Our analysis raises the following key findings:

  1. To maintain access to their status users must maintain multiple elements of their View and Prove account. Each point of maintenance can result in delays and errors. We have accounts of errors and delays at each point of maintenance with severe impacts ranging from loss of employment opportunities through restrictions on travel to a complete inability to view or prove status.
  2. A heavy reliance on the EUSS Resolution Centre. Problems with the View and Prove portal result in contacts with the Home Office’s helplines. The apparent under-resourcing of the helplines creates a serious barrier to resolving problems, with reports of staff unable to help or give progress updates, and many reports of people unable to get connected to a staff member at all.
  3. View and Prove does not give access to a personal profile but only to the status record resulting from a single Home Office application via an identity document.
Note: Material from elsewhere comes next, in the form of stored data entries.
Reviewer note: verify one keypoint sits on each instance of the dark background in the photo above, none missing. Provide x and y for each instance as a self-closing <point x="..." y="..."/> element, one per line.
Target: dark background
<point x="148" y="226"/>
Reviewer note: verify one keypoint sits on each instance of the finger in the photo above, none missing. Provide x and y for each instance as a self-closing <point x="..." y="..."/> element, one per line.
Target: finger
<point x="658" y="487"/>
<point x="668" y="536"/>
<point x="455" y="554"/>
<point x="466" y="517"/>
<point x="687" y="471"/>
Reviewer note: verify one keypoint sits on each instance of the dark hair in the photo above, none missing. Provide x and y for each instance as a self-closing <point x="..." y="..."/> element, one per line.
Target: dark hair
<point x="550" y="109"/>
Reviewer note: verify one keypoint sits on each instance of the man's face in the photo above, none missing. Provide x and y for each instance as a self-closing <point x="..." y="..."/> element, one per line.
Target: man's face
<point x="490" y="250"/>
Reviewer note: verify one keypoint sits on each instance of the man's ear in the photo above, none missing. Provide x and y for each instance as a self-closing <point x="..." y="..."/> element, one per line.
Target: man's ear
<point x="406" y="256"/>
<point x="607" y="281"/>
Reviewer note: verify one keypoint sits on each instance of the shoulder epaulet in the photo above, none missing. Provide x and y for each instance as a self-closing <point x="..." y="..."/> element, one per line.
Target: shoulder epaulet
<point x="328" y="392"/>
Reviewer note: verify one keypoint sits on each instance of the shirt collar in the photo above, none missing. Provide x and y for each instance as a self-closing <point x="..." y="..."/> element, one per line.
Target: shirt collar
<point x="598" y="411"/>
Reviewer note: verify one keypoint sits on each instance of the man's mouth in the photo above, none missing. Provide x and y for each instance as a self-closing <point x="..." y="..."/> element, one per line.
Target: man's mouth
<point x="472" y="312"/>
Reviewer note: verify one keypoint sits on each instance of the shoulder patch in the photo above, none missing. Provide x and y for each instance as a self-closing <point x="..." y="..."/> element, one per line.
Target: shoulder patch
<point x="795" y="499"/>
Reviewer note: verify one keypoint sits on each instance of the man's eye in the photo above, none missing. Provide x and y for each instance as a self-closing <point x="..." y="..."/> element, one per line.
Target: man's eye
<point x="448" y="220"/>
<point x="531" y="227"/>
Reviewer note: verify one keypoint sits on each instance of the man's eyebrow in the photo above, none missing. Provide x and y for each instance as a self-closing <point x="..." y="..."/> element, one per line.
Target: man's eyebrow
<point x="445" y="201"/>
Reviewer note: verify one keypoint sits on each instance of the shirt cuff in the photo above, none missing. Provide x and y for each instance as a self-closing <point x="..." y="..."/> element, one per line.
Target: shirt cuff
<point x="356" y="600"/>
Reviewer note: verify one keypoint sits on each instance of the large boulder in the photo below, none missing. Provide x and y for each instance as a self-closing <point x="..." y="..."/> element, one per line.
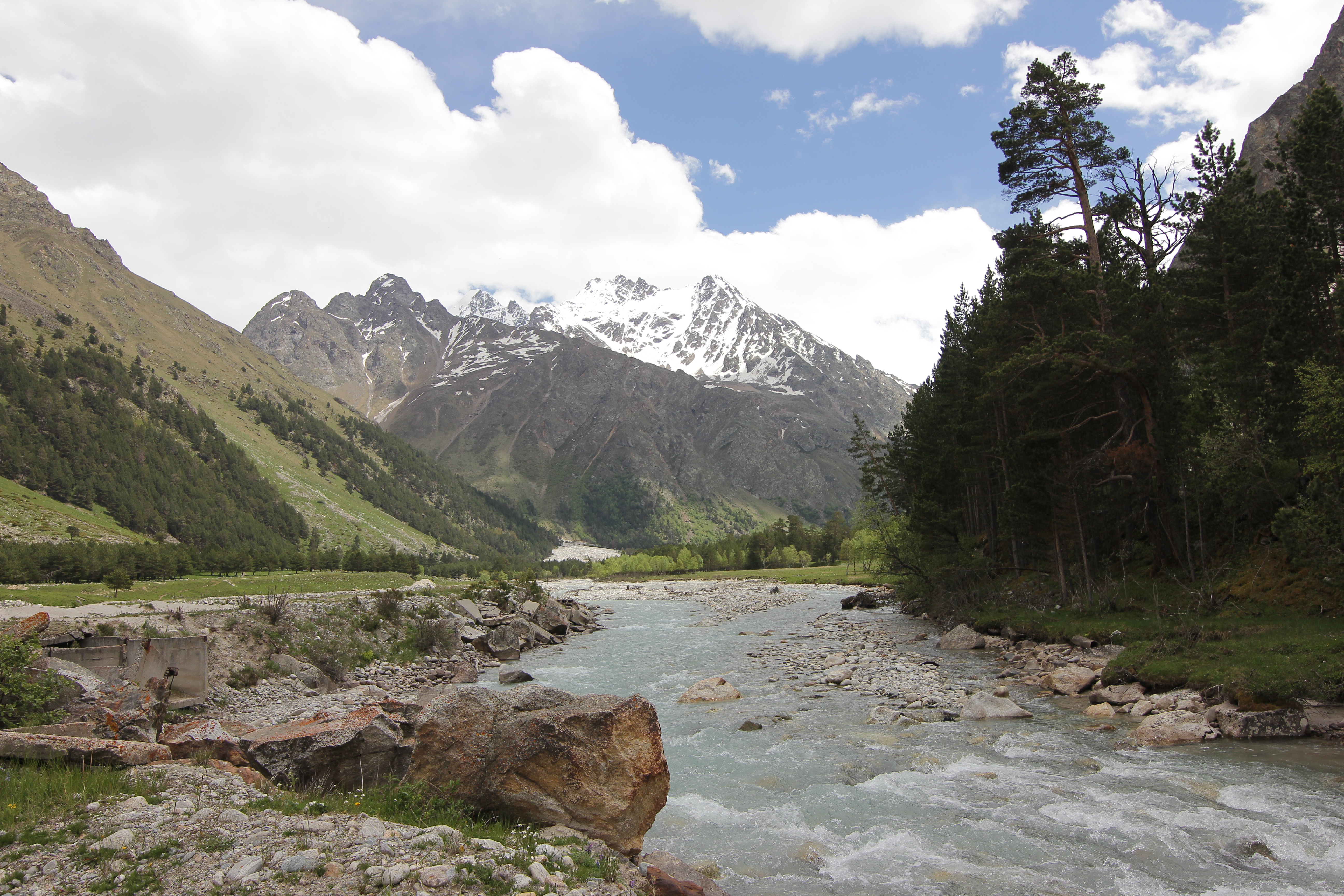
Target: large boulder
<point x="593" y="764"/>
<point x="710" y="691"/>
<point x="962" y="639"/>
<point x="503" y="643"/>
<point x="986" y="706"/>
<point x="346" y="750"/>
<point x="1069" y="680"/>
<point x="1117" y="695"/>
<point x="189" y="739"/>
<point x="1175" y="727"/>
<point x="1232" y="722"/>
<point x="553" y="617"/>
<point x="30" y="628"/>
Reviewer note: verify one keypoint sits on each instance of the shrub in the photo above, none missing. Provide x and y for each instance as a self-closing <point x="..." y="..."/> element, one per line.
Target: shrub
<point x="432" y="633"/>
<point x="273" y="608"/>
<point x="327" y="661"/>
<point x="25" y="699"/>
<point x="389" y="604"/>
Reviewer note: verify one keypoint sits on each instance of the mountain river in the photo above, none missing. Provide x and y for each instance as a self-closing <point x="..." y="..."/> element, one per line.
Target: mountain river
<point x="826" y="804"/>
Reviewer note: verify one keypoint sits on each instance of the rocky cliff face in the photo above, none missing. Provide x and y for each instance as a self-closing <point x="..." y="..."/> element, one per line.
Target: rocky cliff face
<point x="1258" y="144"/>
<point x="627" y="451"/>
<point x="713" y="332"/>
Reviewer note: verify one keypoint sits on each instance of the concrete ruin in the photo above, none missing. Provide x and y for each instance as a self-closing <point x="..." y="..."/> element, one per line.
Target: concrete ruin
<point x="183" y="661"/>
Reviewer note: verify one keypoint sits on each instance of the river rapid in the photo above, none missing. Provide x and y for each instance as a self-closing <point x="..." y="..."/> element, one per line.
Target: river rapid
<point x="822" y="802"/>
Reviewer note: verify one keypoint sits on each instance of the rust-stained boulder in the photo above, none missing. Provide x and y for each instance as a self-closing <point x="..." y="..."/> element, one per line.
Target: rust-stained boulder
<point x="127" y="712"/>
<point x="351" y="750"/>
<point x="190" y="738"/>
<point x="82" y="750"/>
<point x="1174" y="727"/>
<point x="30" y="628"/>
<point x="710" y="691"/>
<point x="593" y="764"/>
<point x="1069" y="680"/>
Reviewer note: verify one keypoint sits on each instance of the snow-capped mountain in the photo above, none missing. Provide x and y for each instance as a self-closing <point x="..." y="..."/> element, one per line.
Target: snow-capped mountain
<point x="693" y="400"/>
<point x="716" y="334"/>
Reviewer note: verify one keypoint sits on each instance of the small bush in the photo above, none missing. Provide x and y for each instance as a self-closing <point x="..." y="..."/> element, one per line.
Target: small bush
<point x="245" y="678"/>
<point x="389" y="604"/>
<point x="432" y="633"/>
<point x="327" y="661"/>
<point x="25" y="699"/>
<point x="273" y="608"/>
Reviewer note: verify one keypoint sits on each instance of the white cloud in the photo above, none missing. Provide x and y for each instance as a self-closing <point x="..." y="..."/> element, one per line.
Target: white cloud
<point x="823" y="27"/>
<point x="724" y="171"/>
<point x="1193" y="76"/>
<point x="233" y="150"/>
<point x="869" y="104"/>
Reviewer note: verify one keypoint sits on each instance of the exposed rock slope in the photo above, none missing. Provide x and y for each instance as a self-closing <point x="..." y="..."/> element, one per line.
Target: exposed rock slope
<point x="1258" y="146"/>
<point x="628" y="451"/>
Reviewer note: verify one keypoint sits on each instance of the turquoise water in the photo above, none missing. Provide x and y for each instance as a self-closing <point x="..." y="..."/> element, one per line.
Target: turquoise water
<point x="826" y="804"/>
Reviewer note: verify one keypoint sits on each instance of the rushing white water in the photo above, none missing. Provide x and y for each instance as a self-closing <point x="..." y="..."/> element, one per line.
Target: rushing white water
<point x="826" y="804"/>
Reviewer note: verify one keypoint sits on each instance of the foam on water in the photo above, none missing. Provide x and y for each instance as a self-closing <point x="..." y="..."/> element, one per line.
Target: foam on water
<point x="824" y="804"/>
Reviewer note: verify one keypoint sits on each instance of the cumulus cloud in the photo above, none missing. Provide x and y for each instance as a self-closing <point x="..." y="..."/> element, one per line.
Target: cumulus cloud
<point x="1187" y="74"/>
<point x="724" y="171"/>
<point x="822" y="27"/>
<point x="837" y="115"/>
<point x="233" y="150"/>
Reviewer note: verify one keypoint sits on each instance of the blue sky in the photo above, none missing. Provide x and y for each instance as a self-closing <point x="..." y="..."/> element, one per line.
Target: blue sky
<point x="709" y="100"/>
<point x="234" y="150"/>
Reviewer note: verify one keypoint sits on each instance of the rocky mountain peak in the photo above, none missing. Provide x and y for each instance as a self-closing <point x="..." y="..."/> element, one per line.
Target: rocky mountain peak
<point x="1261" y="135"/>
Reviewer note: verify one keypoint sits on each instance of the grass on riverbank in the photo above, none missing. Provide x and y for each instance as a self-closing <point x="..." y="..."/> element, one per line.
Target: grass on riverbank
<point x="841" y="574"/>
<point x="37" y="792"/>
<point x="207" y="586"/>
<point x="1268" y="631"/>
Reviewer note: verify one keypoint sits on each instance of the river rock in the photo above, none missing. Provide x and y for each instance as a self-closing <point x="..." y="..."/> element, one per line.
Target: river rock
<point x="554" y="619"/>
<point x="307" y="672"/>
<point x="986" y="706"/>
<point x="710" y="691"/>
<point x="1069" y="680"/>
<point x="962" y="639"/>
<point x="1117" y="695"/>
<point x="593" y="764"/>
<point x="1268" y="723"/>
<point x="349" y="750"/>
<point x="29" y="628"/>
<point x="189" y="738"/>
<point x="673" y="866"/>
<point x="1174" y="727"/>
<point x="861" y="601"/>
<point x="503" y="643"/>
<point x="839" y="675"/>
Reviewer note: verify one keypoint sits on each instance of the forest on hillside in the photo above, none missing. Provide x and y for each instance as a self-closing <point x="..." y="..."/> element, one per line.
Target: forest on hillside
<point x="1151" y="385"/>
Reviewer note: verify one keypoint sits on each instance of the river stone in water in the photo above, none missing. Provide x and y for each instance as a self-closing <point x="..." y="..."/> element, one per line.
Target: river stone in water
<point x="710" y="691"/>
<point x="1119" y="695"/>
<point x="1069" y="680"/>
<point x="593" y="764"/>
<point x="962" y="639"/>
<point x="986" y="706"/>
<point x="1174" y="727"/>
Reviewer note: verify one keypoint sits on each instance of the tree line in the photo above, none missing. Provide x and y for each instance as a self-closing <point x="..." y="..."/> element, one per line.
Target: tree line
<point x="1151" y="382"/>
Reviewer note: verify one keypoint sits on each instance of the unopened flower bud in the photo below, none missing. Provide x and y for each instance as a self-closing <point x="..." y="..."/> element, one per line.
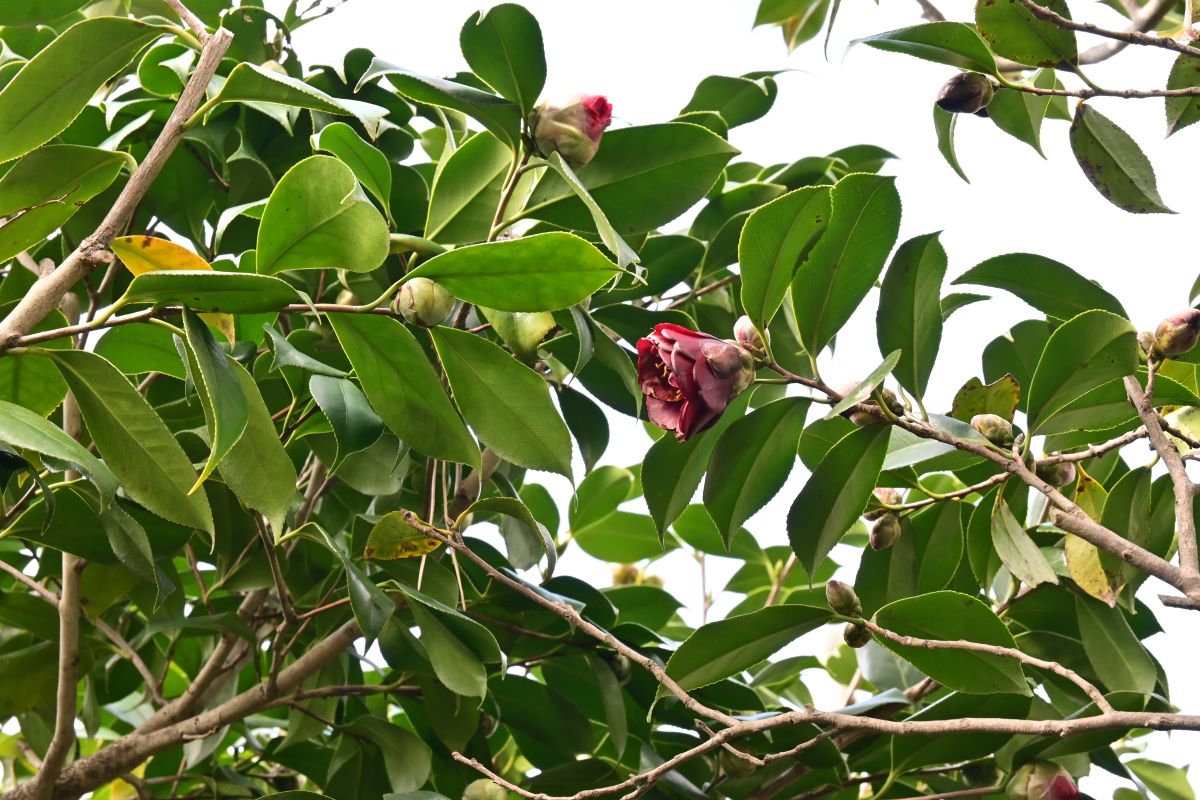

The implications of this mean that a person can be disconnected from their status if they lose access to their identity document, have multiple Home Office applications connected to that identity document, or when the update of their status with new identity documents is delayed or fails.

Our recommendations to address some of these findings can be summarised as follows:

  1. Review the design of EUSS View & Prove;
  2. Address technical errors in the View & Prove and update system;
  3. Improve and make changes to various process associated with EUSS View & Prove; and
  4. Improve resourcing of the EUSS and UKVI Resolution Centres.

Even with these recommendations implemented, we do not believe that View and Prove in isolation is a viable means for people to prove their status.

Alternatives need to be explored to ensure that people can have personal access to, and ownership of, proof of their right to live in the UK, rather than having to repeatedly obtain permission from the Home Office acting as a gatekeeper to their status.